Crude has recovered to above $60/bbl since then, but the pressure on companies to bring resources to the market faster and at lower cost has persisted, driven in part by expectations that tighter carbon constraints will affect the long-term outlook for oil demand growth.
Neptune’s own short-cycle project is the Seagull oil and gas field. First oil is expected in 2021, with an estimated peak production of 50,000 boed, a quick turnaround by North Sea standards. Neptune agreed to buy its 35% stake in the project from Apache Corp last year, and the development was only given the green light in March.
The industry has shifted away from its previous model, where a company might “spend $1 billion for seven years and then recoup it over 30 years,” Boulter said. “They are more focused on spending $100 million and recouping it over five years.”
The North Sea is itself well suited to short-cycle projects. Its long history as a hydrocarbon source has left it with a well-developed infrastructure providing opportunities for “tie-backs”, where oil is carried from newly exploited fields to existing platforms and pipelines.

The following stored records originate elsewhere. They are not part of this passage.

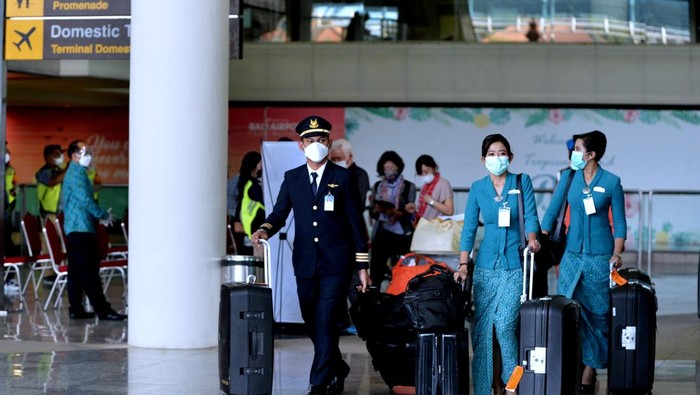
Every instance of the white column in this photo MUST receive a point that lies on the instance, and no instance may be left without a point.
(177, 170)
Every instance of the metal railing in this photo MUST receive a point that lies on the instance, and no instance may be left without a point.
(603, 26)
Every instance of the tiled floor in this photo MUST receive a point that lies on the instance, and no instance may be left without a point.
(46, 353)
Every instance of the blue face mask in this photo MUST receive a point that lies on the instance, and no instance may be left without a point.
(497, 165)
(577, 162)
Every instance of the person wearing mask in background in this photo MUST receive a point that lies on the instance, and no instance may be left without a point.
(436, 196)
(251, 209)
(392, 208)
(11, 285)
(232, 197)
(96, 182)
(498, 273)
(328, 237)
(81, 213)
(591, 245)
(49, 178)
(341, 155)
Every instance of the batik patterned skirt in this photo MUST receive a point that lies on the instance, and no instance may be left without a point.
(496, 305)
(585, 279)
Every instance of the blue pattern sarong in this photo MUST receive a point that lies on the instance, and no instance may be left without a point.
(496, 305)
(585, 279)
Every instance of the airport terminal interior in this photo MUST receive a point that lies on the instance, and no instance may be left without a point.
(535, 70)
(45, 352)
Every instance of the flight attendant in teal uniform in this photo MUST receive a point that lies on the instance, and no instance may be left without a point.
(329, 245)
(498, 274)
(591, 245)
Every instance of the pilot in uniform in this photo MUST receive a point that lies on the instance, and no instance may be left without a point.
(328, 247)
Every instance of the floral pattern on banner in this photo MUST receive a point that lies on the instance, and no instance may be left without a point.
(484, 117)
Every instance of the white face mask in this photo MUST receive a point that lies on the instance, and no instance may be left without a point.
(426, 179)
(85, 160)
(341, 163)
(316, 152)
(497, 164)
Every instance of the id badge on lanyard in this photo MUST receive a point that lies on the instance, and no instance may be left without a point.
(504, 216)
(329, 202)
(589, 205)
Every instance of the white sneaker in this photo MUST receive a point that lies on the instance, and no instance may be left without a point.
(11, 287)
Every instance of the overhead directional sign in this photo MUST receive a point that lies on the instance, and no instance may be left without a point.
(30, 39)
(37, 8)
(82, 29)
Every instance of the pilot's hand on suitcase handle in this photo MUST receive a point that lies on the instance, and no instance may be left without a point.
(257, 235)
(365, 281)
(461, 274)
(616, 261)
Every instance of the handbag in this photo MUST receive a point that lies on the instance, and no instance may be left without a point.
(409, 266)
(434, 301)
(437, 235)
(552, 246)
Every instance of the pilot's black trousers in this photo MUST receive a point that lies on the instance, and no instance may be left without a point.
(84, 273)
(319, 299)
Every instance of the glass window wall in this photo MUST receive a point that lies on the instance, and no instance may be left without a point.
(661, 22)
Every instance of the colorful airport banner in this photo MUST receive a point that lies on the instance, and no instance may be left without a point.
(48, 8)
(33, 39)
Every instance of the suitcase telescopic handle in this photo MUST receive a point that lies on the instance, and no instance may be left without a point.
(266, 261)
(528, 274)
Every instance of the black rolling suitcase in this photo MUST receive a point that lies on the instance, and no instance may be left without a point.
(435, 305)
(442, 364)
(245, 336)
(632, 334)
(550, 344)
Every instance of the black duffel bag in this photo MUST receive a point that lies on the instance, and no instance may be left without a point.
(434, 302)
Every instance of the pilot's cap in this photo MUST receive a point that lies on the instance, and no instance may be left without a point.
(313, 126)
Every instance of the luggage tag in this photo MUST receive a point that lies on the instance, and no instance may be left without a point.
(504, 216)
(514, 379)
(329, 202)
(588, 205)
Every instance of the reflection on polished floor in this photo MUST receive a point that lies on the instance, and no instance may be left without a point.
(44, 352)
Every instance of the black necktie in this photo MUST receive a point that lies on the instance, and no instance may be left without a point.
(314, 187)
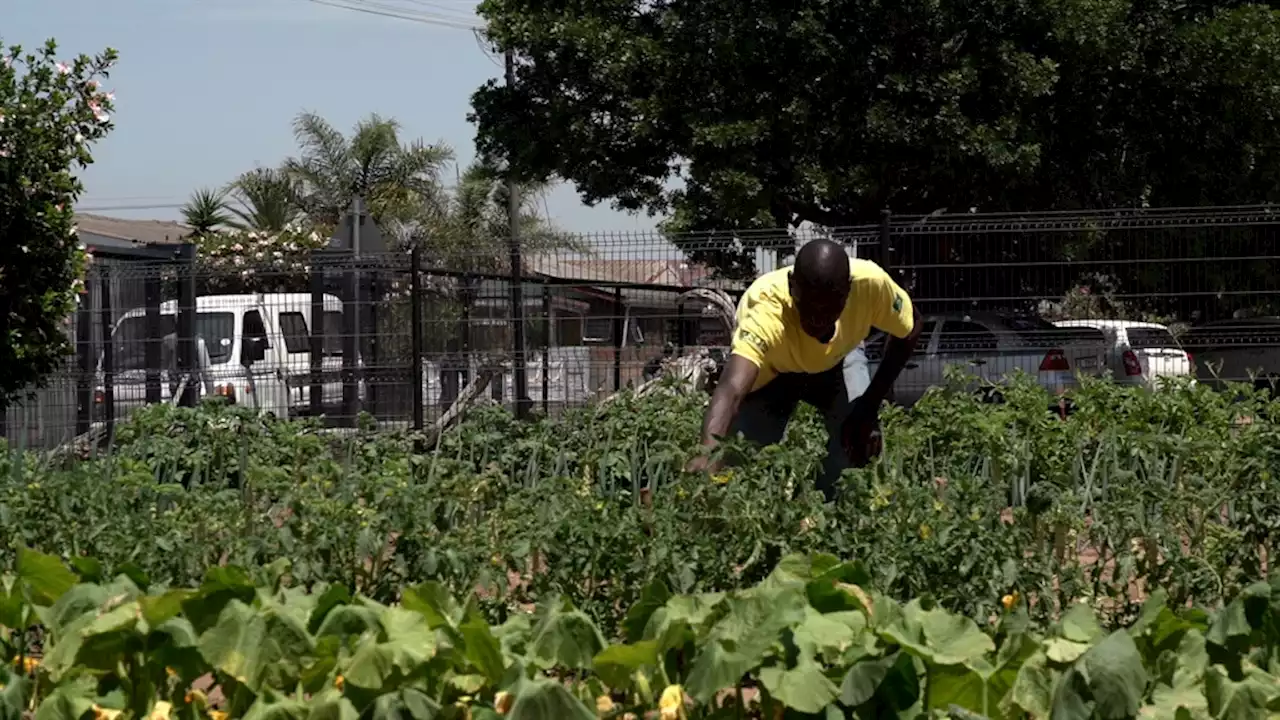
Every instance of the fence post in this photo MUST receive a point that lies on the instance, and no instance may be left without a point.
(151, 292)
(318, 335)
(520, 374)
(617, 338)
(85, 354)
(108, 349)
(415, 291)
(350, 342)
(886, 259)
(187, 323)
(547, 345)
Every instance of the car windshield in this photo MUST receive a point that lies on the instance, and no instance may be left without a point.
(129, 340)
(1144, 338)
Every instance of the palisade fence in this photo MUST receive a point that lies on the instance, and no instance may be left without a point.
(393, 338)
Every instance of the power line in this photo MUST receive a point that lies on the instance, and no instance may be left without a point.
(366, 7)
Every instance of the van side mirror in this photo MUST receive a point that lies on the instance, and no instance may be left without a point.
(252, 349)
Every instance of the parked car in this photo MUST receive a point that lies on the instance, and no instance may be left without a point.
(992, 346)
(1237, 350)
(252, 349)
(1139, 352)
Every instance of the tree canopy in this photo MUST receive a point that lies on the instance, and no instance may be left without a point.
(730, 114)
(50, 114)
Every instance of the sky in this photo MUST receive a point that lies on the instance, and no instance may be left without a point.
(208, 89)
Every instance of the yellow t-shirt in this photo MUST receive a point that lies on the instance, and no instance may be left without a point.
(768, 328)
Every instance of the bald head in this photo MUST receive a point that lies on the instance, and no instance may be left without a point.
(819, 287)
(823, 265)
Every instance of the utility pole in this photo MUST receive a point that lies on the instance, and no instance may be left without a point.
(520, 381)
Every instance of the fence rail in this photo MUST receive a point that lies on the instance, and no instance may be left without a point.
(398, 335)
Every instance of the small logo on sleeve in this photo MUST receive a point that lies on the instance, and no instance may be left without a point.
(753, 340)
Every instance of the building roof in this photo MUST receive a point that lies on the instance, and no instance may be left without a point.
(144, 232)
(638, 272)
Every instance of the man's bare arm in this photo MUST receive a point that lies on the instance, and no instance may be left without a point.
(897, 351)
(735, 383)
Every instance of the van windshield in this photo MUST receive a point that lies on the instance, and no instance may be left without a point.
(129, 340)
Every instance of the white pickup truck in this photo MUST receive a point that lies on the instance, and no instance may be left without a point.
(992, 346)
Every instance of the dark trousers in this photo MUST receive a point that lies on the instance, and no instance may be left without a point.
(764, 414)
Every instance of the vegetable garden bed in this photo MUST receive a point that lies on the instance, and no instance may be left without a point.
(1166, 490)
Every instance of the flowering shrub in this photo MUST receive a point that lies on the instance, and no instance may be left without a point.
(259, 260)
(50, 114)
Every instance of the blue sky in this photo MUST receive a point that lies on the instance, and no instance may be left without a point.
(206, 89)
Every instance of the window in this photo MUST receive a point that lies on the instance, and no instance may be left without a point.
(961, 337)
(333, 333)
(1153, 338)
(297, 336)
(129, 340)
(598, 329)
(255, 328)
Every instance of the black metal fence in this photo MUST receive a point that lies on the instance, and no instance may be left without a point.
(342, 337)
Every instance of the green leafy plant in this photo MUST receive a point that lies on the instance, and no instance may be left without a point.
(50, 115)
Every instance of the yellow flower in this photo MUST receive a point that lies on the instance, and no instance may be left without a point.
(502, 702)
(671, 706)
(160, 711)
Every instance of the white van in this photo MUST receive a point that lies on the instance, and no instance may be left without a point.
(252, 349)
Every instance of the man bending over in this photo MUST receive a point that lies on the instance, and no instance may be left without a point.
(796, 332)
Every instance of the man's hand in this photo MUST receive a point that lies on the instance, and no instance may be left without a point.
(703, 464)
(862, 433)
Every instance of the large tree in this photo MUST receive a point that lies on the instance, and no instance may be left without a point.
(50, 114)
(730, 114)
(392, 176)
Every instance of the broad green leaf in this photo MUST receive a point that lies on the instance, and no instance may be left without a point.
(158, 610)
(804, 687)
(1033, 688)
(333, 596)
(567, 638)
(958, 686)
(954, 638)
(14, 693)
(544, 700)
(1064, 651)
(652, 597)
(408, 643)
(481, 647)
(278, 709)
(332, 705)
(1116, 678)
(434, 602)
(88, 569)
(1246, 698)
(44, 575)
(828, 636)
(252, 646)
(863, 678)
(616, 662)
(1080, 625)
(67, 702)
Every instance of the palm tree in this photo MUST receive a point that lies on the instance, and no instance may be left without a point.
(266, 200)
(206, 212)
(476, 223)
(394, 178)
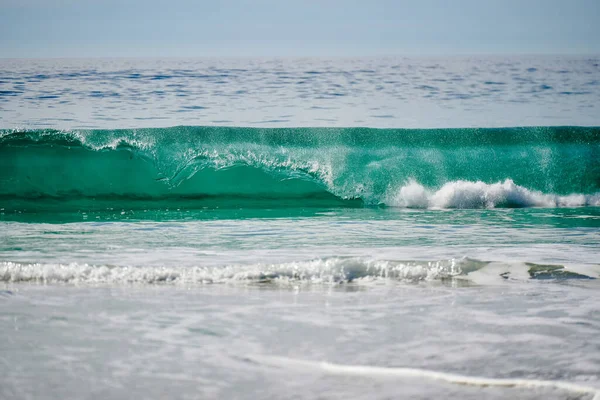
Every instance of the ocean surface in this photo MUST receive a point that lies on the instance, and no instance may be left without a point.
(370, 228)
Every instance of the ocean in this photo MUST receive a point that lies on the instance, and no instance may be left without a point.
(368, 228)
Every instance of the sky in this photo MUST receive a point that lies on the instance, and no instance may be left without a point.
(263, 28)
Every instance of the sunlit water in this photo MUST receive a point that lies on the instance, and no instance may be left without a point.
(276, 300)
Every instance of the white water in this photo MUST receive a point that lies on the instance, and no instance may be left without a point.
(466, 194)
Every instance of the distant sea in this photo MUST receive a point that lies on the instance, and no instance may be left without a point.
(369, 228)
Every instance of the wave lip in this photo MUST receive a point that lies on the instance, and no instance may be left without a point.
(443, 168)
(467, 194)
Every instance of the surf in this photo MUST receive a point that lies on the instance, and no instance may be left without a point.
(195, 167)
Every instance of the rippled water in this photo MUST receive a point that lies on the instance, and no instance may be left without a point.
(375, 92)
(430, 288)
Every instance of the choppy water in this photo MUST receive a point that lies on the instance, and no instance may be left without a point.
(145, 252)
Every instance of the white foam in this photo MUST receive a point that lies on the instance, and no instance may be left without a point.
(331, 270)
(467, 194)
(361, 370)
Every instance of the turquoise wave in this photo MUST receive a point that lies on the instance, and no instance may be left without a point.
(233, 166)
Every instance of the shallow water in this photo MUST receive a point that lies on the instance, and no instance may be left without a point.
(196, 262)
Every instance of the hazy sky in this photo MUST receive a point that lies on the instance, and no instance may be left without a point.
(187, 28)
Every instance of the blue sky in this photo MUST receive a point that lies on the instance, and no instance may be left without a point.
(187, 28)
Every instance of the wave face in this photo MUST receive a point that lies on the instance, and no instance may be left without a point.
(221, 167)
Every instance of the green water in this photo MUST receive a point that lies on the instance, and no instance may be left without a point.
(197, 167)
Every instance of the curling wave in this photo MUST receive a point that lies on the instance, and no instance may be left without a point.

This saves on installing new equipment, reducing capital expenditure while also cutting development time.
In part, this explains the UK’s low payback period of around five years compared to other oil-producing countries like Brazil, where it takes over nine years to recoup investment in a project, according to a presentation from the UK Oil and Gas Authority.
“The tie-back option is pretty core to our business plan,” said Martin Rowe, managing director of Zennor Petroleum Ltd, which is due to start production at the Finlaggan condensate field in 2020. “It’s not just that it is low cost and quick, but it is repeatable as well.”
The project, which has an estimated peak production of 20,000 bopd, will tie-back 20 km (12 mi) to the Britannia platform, which is operated by ConocoPhillips.
“If you were not able to develop these discoveries as tie-backs, they probably wouldn’t get developed at all,” said James Henry, Zennor’s financial director.
The majority of new activity in the UK North Sea is focused on small resources. Of the 10 new hydrocarbon fields approved since the start of 2018 by the UK Oil and Gas Authority, seven had an estimated output below 25,000 boed, according to data compiled by Bloomberg Intelligence.
While the pivot to fast and lean projects offers companies better returns from smaller fields with lower production costs, the North Sea still faces challenges in the future, said Will Hares, senior industry analyst for Bloomberg Intelligence.
“While the U.K. continental shelf has undergone transformational change since 2014, we still see structural challenges facing the mature basin,” Hares said. Those include “risks of sustainability of cost competitiveness and the exodus of large companies and investment.”